Posts Tagged ‘OpenCL’

OpenCL performance surprise on MacBook Pro

Wednesday, March 3rd, 2010

I own a MacBook Pro 17″ with Core2 Duo 2.8Ghz, IGP MCP79 (GeForce 9400M w/16SP), and GeForce 9600MGT (32SP), to develop for CUDA and OpenCL. I like the ability to use GeForce 9400M and 9600M GT in parallel, the GeForce 9400M to try PINNED MAPPED MEMORY exchange with the CPU while kernels are running, 9600M GT for 2.5X more performance and dedicated 512MB, and both to improve dynamic load-balancing between GPUs or CPU and GPUs.

This computer could be set to use only the GeForce 9400M is active, 9600M GT shutdown, it’s called “Better battery life” on System Preferences. I dont’t use it since I want best performance for OpenCL and CUDA, and the ability to use any of the GPU at any time for computing, and even both sometimes.

The “Better Performance” setting

In this default mode, that I use each and everyday, each GPU is active and visible on both OpenCL and CUDA. They also appears together on the “About this Mac” page as graphic displays.

So you could run your CUDA or OpenCL code in any of these GPU, albeit GeForce 9600M GT is running at 1.25Ghz and GeForce 9400M only around 400Mhz. But they are both usable.

In this mode, Galaxy OpenCL Benchmark will give you 20Gflops CPU, 7 Gigaflop 9400M (400Mhz) and 43 GFlops 9600M GT.

The “Better battery life” setting

The GeForce 9600M GT disappear from the “About this Mac” video-card list, so it seems to be deactivated completely… but… taddammmmmm

-edit- on last system version 10.6.2 they both appear again in “better battery life” setting!

On OpenCL Galaxy benchmark, and OpenCL list of devices, it re-appears, fully useable. Moreover, the GeForce 9600M GT run at full speed, 1.25Ghz, and the GeForce 9400M too, at 1.1Ghz (instead 400Mhz in “Better Performance” setting!).
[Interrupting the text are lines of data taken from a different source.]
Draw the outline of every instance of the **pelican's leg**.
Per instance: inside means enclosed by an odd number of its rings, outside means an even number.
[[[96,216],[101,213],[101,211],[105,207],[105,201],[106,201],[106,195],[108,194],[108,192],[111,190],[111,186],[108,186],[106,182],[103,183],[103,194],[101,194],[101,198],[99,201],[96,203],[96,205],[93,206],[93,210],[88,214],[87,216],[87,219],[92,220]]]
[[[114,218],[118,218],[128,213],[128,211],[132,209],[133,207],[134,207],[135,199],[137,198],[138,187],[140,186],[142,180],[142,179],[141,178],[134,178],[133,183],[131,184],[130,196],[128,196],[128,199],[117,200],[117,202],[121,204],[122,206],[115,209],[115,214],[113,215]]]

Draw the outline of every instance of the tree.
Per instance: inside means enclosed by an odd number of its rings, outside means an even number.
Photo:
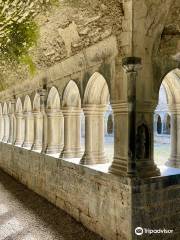
[[[35,16],[58,0],[0,0],[0,60],[32,67],[29,49],[38,39]]]

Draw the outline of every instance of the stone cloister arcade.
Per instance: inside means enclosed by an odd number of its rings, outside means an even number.
[[[0,168],[106,240],[139,239],[137,227],[173,229],[172,237],[152,239],[175,240],[180,234],[180,45],[179,28],[171,26],[179,0],[120,2],[112,1],[114,21],[106,19],[109,4],[95,9],[88,26],[68,20],[55,29],[61,34],[61,60],[0,92]],[[96,11],[107,12],[97,16]],[[72,12],[79,17],[78,9]],[[70,41],[77,36],[80,45]],[[153,124],[161,84],[171,154],[157,166]],[[107,133],[114,139],[111,161],[105,154]]]
[[[108,85],[95,72],[89,79],[84,99],[70,80],[62,99],[56,87],[18,97],[0,105],[0,140],[23,148],[81,158],[85,165],[106,163],[104,115],[110,100]],[[83,107],[81,107],[83,105]],[[81,114],[85,115],[85,152],[81,149]]]

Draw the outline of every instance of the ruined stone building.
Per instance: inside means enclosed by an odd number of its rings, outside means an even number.
[[[36,19],[35,75],[5,73],[1,169],[103,239],[180,239],[180,1],[61,2]],[[171,154],[157,167],[161,84]]]
[[[154,114],[155,134],[168,134],[171,130],[171,116],[167,105],[166,90],[161,85],[159,90],[159,101]]]

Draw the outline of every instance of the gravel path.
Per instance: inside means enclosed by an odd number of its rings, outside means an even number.
[[[0,240],[102,240],[0,171]]]

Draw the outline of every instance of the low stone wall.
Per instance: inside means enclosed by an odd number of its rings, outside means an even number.
[[[0,143],[0,167],[107,240],[131,239],[127,178]]]
[[[0,143],[0,167],[106,240],[179,239],[176,169],[160,177],[129,179],[6,143]],[[136,227],[174,232],[137,236]]]
[[[143,228],[141,236],[135,234],[137,227]],[[152,230],[157,233],[152,233]],[[133,240],[179,239],[180,174],[134,181],[132,184],[132,231]]]

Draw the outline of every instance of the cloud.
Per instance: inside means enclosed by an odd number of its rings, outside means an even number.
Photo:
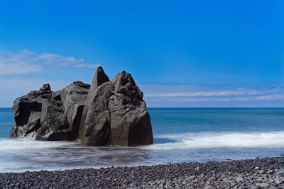
[[[142,84],[142,89],[145,89],[144,96],[147,101],[164,103],[169,102],[261,102],[284,100],[284,84],[258,88],[239,86],[235,89],[231,88],[231,86],[221,85],[198,87],[192,84],[180,84],[175,85],[178,88],[173,90],[172,86],[171,84],[151,84],[148,86]]]
[[[23,50],[17,53],[0,50],[1,75],[39,72],[52,67],[96,68],[98,66],[99,64],[87,62],[84,59],[53,53],[38,54],[28,50]]]

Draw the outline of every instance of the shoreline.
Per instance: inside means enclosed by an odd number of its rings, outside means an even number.
[[[284,157],[0,173],[0,188],[282,188]]]

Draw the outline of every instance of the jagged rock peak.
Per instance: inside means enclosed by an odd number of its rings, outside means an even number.
[[[91,86],[75,81],[53,92],[50,84],[17,98],[12,137],[75,140],[87,146],[153,144],[150,115],[143,92],[126,71],[111,81],[102,67]]]
[[[81,81],[74,81],[73,84],[77,85],[78,86],[82,87],[84,88],[89,88],[89,87],[91,86],[89,84],[84,84],[84,83],[82,82]]]

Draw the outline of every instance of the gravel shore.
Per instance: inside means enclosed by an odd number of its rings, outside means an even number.
[[[282,188],[284,157],[0,173],[0,188]]]

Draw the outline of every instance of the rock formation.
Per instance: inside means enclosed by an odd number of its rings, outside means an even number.
[[[11,137],[75,140],[87,146],[153,144],[143,93],[124,71],[109,81],[101,67],[92,85],[75,81],[53,92],[49,84],[18,98]]]

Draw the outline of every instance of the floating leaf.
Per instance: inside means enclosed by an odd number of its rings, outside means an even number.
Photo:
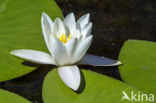
[[[42,12],[46,12],[53,19],[62,17],[53,0],[0,2],[0,81],[19,77],[36,69],[27,63],[21,64],[23,60],[10,55],[10,51],[15,49],[47,51],[41,32]]]
[[[85,83],[85,88],[76,93],[62,82],[57,69],[49,72],[42,88],[44,103],[121,103],[123,91],[128,96],[131,96],[131,91],[137,93],[134,88],[119,80],[87,70],[82,70],[82,73],[85,78],[85,82],[82,79],[82,84]],[[133,102],[123,100],[123,103]]]
[[[120,74],[124,81],[156,95],[156,43],[129,40],[121,49]]]
[[[31,103],[31,102],[14,93],[0,89],[0,103]]]

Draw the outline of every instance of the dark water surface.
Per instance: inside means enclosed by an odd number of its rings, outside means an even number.
[[[155,0],[56,0],[63,14],[76,18],[90,13],[94,36],[89,53],[117,59],[128,39],[156,41]],[[0,88],[15,92],[34,103],[42,103],[41,89],[51,66],[40,66],[23,77],[0,83]],[[117,67],[82,66],[122,80]]]

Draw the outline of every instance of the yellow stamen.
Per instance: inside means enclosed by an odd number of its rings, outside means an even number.
[[[68,40],[70,40],[70,38],[71,38],[71,34],[68,36],[68,38],[66,39],[66,34],[61,34],[61,36],[60,36],[60,38],[59,38],[59,40],[61,41],[61,42],[63,42],[63,43],[66,43]]]

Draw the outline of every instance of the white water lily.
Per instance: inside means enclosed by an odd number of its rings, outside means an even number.
[[[77,65],[116,66],[121,64],[116,60],[86,54],[93,38],[92,22],[89,19],[90,15],[86,14],[76,22],[74,14],[70,13],[64,21],[56,18],[53,22],[46,13],[43,13],[42,31],[50,54],[25,49],[11,51],[11,54],[34,63],[58,66],[62,81],[76,91],[81,82]]]

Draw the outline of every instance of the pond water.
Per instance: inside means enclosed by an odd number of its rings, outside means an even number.
[[[91,14],[94,36],[89,53],[117,59],[128,39],[156,41],[156,1],[150,0],[56,0],[64,15],[76,18]],[[23,77],[0,83],[0,88],[15,92],[34,103],[42,103],[41,88],[51,66],[40,66]],[[81,66],[122,80],[117,67]]]

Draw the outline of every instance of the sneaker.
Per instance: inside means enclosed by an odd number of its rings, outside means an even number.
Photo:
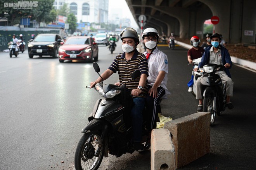
[[[137,152],[142,152],[144,151],[144,145],[139,142],[134,142],[134,149]]]
[[[197,109],[196,110],[196,111],[198,112],[202,111],[202,105],[198,105]]]
[[[193,91],[193,88],[192,87],[189,87],[189,92],[192,92],[192,91]]]

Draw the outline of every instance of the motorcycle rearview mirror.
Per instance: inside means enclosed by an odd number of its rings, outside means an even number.
[[[95,72],[97,73],[98,74],[100,77],[100,78],[101,78],[101,79],[102,80],[101,81],[101,83],[102,83],[103,82],[103,78],[100,76],[100,74],[99,73],[100,72],[100,67],[98,65],[97,63],[96,63],[95,62],[93,62],[93,63],[92,64],[92,66],[93,67],[93,69],[94,69],[94,70],[95,70]]]

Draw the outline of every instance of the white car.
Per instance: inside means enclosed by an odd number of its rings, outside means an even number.
[[[109,44],[107,34],[104,33],[99,33],[95,36],[95,42],[99,44],[105,44],[106,46]]]

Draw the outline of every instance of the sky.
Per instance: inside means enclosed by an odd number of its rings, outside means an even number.
[[[133,28],[138,28],[125,0],[109,0],[109,16],[111,16],[111,14],[115,12],[116,13],[117,9],[118,12],[122,13],[119,17],[129,18],[131,26]]]

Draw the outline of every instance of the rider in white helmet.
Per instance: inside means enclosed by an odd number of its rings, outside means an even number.
[[[149,63],[149,93],[146,97],[147,120],[146,128],[149,131],[148,139],[145,147],[150,147],[151,131],[156,128],[158,117],[157,107],[161,99],[166,98],[166,94],[170,94],[167,89],[168,58],[163,52],[158,50],[159,34],[154,28],[148,28],[142,33],[143,43],[147,49],[144,54],[146,55]]]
And so there goes the Galaxy OpenCL Benchmark results: CPU 22 Gflops (+10%), 9400M 19Gflops (2.7X faster) and 9600M GT 45 Gflops (+5%). Yes, it’s faster whatever the metric you consider than using “Best Performance” mode, at elast in case of OpenCL development, with a total gain of 16Gflops (+23% overall).

GeForce 9600M GT is faster because it don’t have to handle graphic anymore, CPU is faster because IGP is running at 1.1Ghz instead 400Mhz and it improves memory IO, 9400M is far faster running at 1100Mhz instead 400Mhz even while it needs to drive the video output and OpenGL display!

And unplugged on battery?

Performances are totally identical, albeit GPU took more time to go to their maximum frequencies, due to energey-saving policy. So battery or AC-plugged doesn’t matter from a performance point-of-view, either in “Better battery life” or “Better performance” mode.

So which mode to choose

It’s clear if you have OpenCL-enabled software, go for the “Better battery life” setting, because CPU is faster anyway (10% more, FREE upgrade of your Mac! lol!) and OpenCL is faster too, whichever GPU is used by the application!

Notice that a laptop may provide 86 Gflops of processing power on Galaxy benchmark, that is a real-world astro-physic application, not a simple MAD benchmark that only favorise number of core on a GPU. These 86 Gflops are largely over an actual Mac Pro 8-core 2.66Ghz with 16threads (2 quad-core Xeon processors).

I want to see more and more OpenCL-enabled application!

Apple Aperture 3 and OpenCL

Thursday, February 11th, 2010

Apple Aperture 3 is probably the first mainstream application to use OpenCL technology. It’s not on the specifications or technical informations, but it use OpenCL for RAW decoding and processing, from start to finish, and it’s a brilliant idea, even if the software is not as fast as I expected.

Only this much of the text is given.